What are the dangers of not closing files in Python? [duplicate]

What are the dangers of not closing files in Python? [duplicate] - python

In Python, if you either open a file without calling close(), or close the file but not using try-finally or the "with" statement, is this a problem? Or does it suffice as a coding practice to rely on the Python garbage-collection to close all files? For example, if one does this:
for line in open("filename"):
# ... do stuff ...
... is this a problem because the file can never be closed and an exception could occur that prevents it from being closed? Or will it definitely be closed at the conclusion of the for statement because the file goes out of scope?

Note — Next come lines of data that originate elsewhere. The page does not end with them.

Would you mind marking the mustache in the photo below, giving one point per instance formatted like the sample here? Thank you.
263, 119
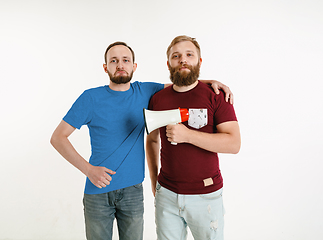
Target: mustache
183, 65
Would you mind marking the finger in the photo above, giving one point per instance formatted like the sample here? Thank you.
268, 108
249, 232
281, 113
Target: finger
231, 99
110, 171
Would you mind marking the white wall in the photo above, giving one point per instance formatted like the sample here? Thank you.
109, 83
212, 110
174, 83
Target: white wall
270, 54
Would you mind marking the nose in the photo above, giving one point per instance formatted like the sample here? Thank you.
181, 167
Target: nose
120, 65
183, 60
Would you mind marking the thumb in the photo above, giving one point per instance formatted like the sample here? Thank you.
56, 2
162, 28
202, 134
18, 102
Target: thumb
110, 171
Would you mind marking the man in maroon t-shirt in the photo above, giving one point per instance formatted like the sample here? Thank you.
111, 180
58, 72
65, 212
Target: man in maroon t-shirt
188, 189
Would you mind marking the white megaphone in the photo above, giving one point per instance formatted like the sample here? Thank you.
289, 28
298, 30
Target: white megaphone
157, 119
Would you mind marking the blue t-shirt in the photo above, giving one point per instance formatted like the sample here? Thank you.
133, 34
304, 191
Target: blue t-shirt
116, 125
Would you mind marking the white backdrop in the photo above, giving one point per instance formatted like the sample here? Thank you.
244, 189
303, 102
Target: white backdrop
270, 54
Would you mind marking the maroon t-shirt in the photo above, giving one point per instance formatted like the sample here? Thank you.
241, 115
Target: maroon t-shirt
185, 166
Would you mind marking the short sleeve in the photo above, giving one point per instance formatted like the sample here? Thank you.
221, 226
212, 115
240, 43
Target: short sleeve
81, 111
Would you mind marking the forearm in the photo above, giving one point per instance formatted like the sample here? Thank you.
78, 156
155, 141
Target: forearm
66, 149
152, 154
215, 142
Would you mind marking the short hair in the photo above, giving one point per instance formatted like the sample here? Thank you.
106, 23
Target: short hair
183, 38
116, 44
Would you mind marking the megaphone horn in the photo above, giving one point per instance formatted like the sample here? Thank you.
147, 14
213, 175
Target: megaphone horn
157, 119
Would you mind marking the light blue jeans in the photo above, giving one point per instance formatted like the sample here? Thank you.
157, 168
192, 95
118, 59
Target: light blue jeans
126, 205
203, 214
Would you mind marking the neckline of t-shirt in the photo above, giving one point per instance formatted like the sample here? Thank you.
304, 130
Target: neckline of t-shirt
117, 92
188, 90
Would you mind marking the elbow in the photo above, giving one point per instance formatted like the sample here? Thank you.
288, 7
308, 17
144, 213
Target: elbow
236, 148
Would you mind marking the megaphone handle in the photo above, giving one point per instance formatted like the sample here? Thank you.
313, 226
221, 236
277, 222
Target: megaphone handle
174, 143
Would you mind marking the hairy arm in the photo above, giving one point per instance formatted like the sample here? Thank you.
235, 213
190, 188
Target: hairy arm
152, 153
99, 176
225, 140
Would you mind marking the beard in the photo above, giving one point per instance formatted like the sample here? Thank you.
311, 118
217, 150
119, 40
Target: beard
183, 78
120, 79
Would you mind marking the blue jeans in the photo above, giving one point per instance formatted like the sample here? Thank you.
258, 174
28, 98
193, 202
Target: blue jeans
202, 213
126, 205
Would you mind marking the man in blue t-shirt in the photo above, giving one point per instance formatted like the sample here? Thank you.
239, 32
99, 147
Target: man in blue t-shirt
115, 170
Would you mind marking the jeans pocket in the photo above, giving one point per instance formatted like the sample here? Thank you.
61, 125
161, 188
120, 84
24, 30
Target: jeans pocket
213, 195
158, 187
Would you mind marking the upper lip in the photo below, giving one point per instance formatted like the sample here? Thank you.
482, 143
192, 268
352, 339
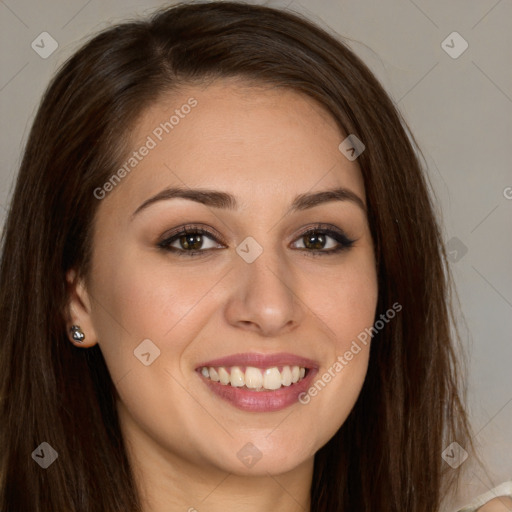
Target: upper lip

In your example the file isn't guaranteed to be closed before the interpreter exits. In current versions of CPython the file will be closed at the end of the for loop because CPython uses reference counting as its primary garbage collection mechanism but that's an implementation detail, not a feature of the language. Other implementations of Python aren't guaranteed to work this way. For example IronPython, PyPy, and Jython don't use reference counting and therefore won't close the file at the end of the loop.
It's bad practice to rely on CPython's garbage collection implementation because it makes your code less portable. You might not have resource leaks if you use CPython, but if you ever switch to a Python implementation which doesn't use reference counting you'll need to go through all your code and make sure all your files are closed properly.
For your example use:
with open("filename") as f:
for line in f:
# ... do stuff ...

Some Pythons will close files automatically when they are no longer referenced, while others will not and it's up to the O/S to close files when the Python interpreter exits.
Even for the Pythons that will close files for you, the timing is not guaranteed: it could be immediately, or it could be seconds/minutes/hours/days later.
So, while you may not experience problems with the Python you are using, it is definitely not good practice to leave your files open. In fact, in cpython 3 you will now get warnings that the system had to close files for you if you didn't do it.
Moral: Clean up after yourself. :)

Although it is quite safe to use such construct in this particular case, there are some caveats for generalising such practice:
run can potentially run out of file descriptors, although unlikely, imagine hunting a bug like that
you may not be able to delete said file on some systems, e.g. win32
if you run anything other than CPython, you don't know when file is closed for you
if you open the file in write or read-write mode, you don't know when data is flushed

The file does get garbage collected, and hence closed. The GC determines when it gets closed, not you. Obviously, this is not a recommended practice because you might hit open file handle limit if you do not close files as soon as you finish using them. What if within that for loop of yours, you open more files and leave them lingering?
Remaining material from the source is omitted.